Air Fryer Reference
Roasted Garlic
veggie · fresh
- Temperature
- 380 °F
- 193 °C
- Total time
- 22 min
- 1 to 2 whole heads
- Flipping
- Not needed
- Internal temp
- —
- use visual cue
Doneness
Done when the cloves are soft enough to squeeze out like paste and have turned a deep golden-caramel colour — the head should give easily when pressed and a clove should mash with no resistance. If the cloves are still firm or pale, rewrap and give it another 3–5 minutes; big heads take longer. The skins will look toasted and the kitchen smells sweet and nutty rather than sharp.
Oil & seasoning
Drizzle rather than spray — about 1 teaspoon of olive oil over the exposed cloves of each head, then wrap loosely in foil.
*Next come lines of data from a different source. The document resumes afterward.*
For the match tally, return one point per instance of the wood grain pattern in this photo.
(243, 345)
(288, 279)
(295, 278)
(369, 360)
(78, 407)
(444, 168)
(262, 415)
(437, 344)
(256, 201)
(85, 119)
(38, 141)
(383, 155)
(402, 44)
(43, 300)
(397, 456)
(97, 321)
The foil traps a little steam and keeps the cut cloves from drying out or scorching in the direct hot air, which is what lets them turn to soft, sweet paste.
Season with: Plain olive-oil (the benchmark): a drizzle of good olive oil and a pinch of salt, nothing else — an all-purpose roasted-garlic spread., Herb: a sprig of rosemary or thyme tucked into the foil so the cloves pick up a woodsy, herbal note., Chili-flake: a pinch of red-pepper flakes added with the oil for a gentle background warmth., Balsamic-finish: a few drops of balsamic vinegar stirred through the soft cloves after roasting for a sweet-tangy spread..
Watch out for
- Slice about ¼ inch off the top of the head first to expose the clove tips — that's what lets the heat reach the cloves and turn them to paste.
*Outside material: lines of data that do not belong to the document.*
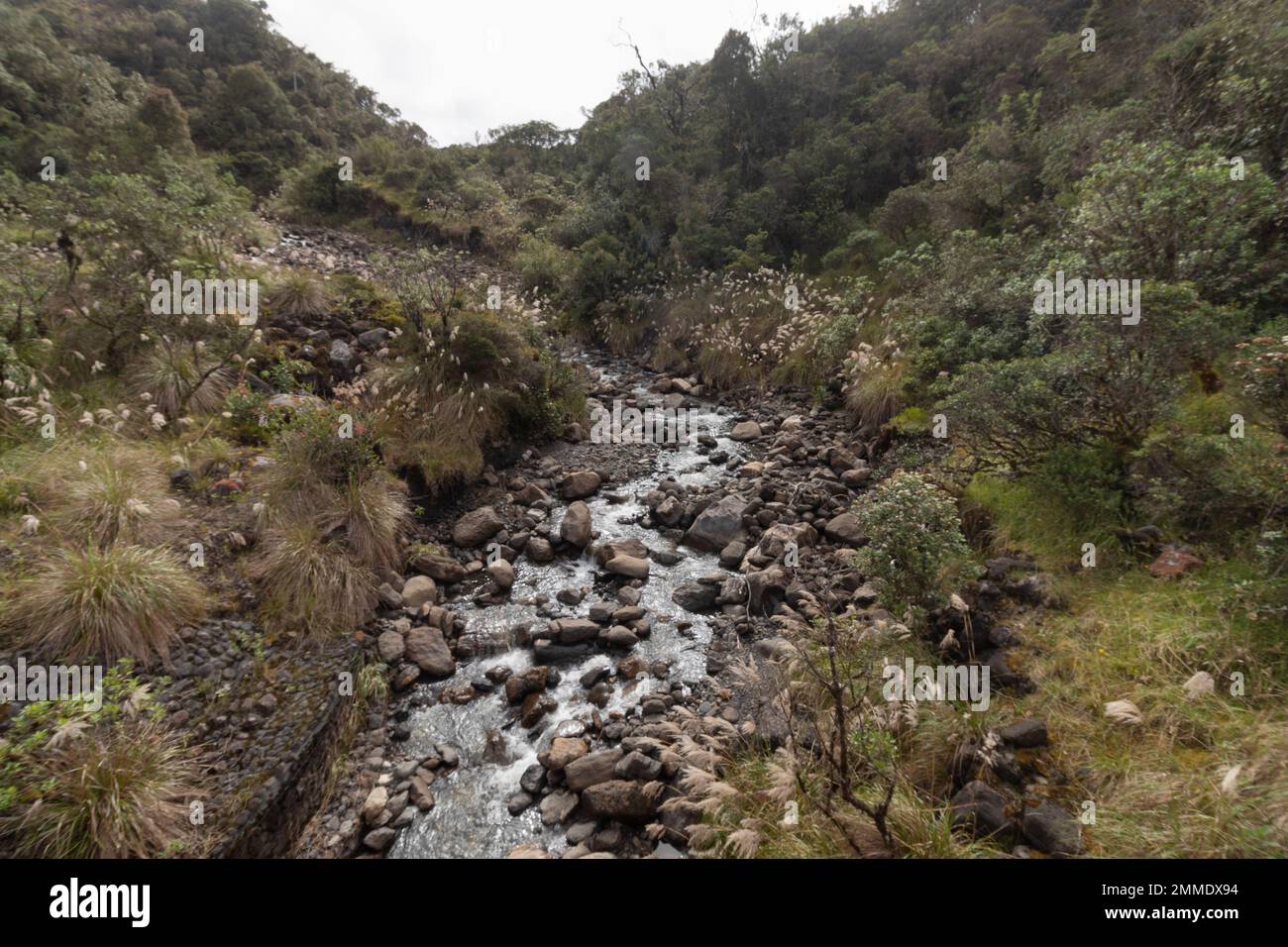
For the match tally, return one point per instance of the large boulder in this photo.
(629, 566)
(618, 799)
(539, 549)
(576, 526)
(696, 596)
(563, 750)
(1052, 830)
(390, 647)
(716, 526)
(580, 484)
(428, 651)
(501, 574)
(476, 528)
(982, 810)
(575, 630)
(591, 770)
(609, 551)
(846, 530)
(441, 569)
- Don't skip the foil. Unwrapped, the exposed cloves brown and scorch on top before the inside softens; the loose foil wrap is what makes air-fryer roasted garlic work.
- Check at 20 minutes — head size and your model both swing the time; large or older heads need longer than small fresh ones.
- Let it cool a few minutes before squeezing — the caramelised cloves hold a lot of heat and will burn your fingers straight out of the basket.
- Garlic stored submerged in oil must be kept refrigerated and used within a few days (or frozen) — garlic in oil left at room temperature is a botulism risk.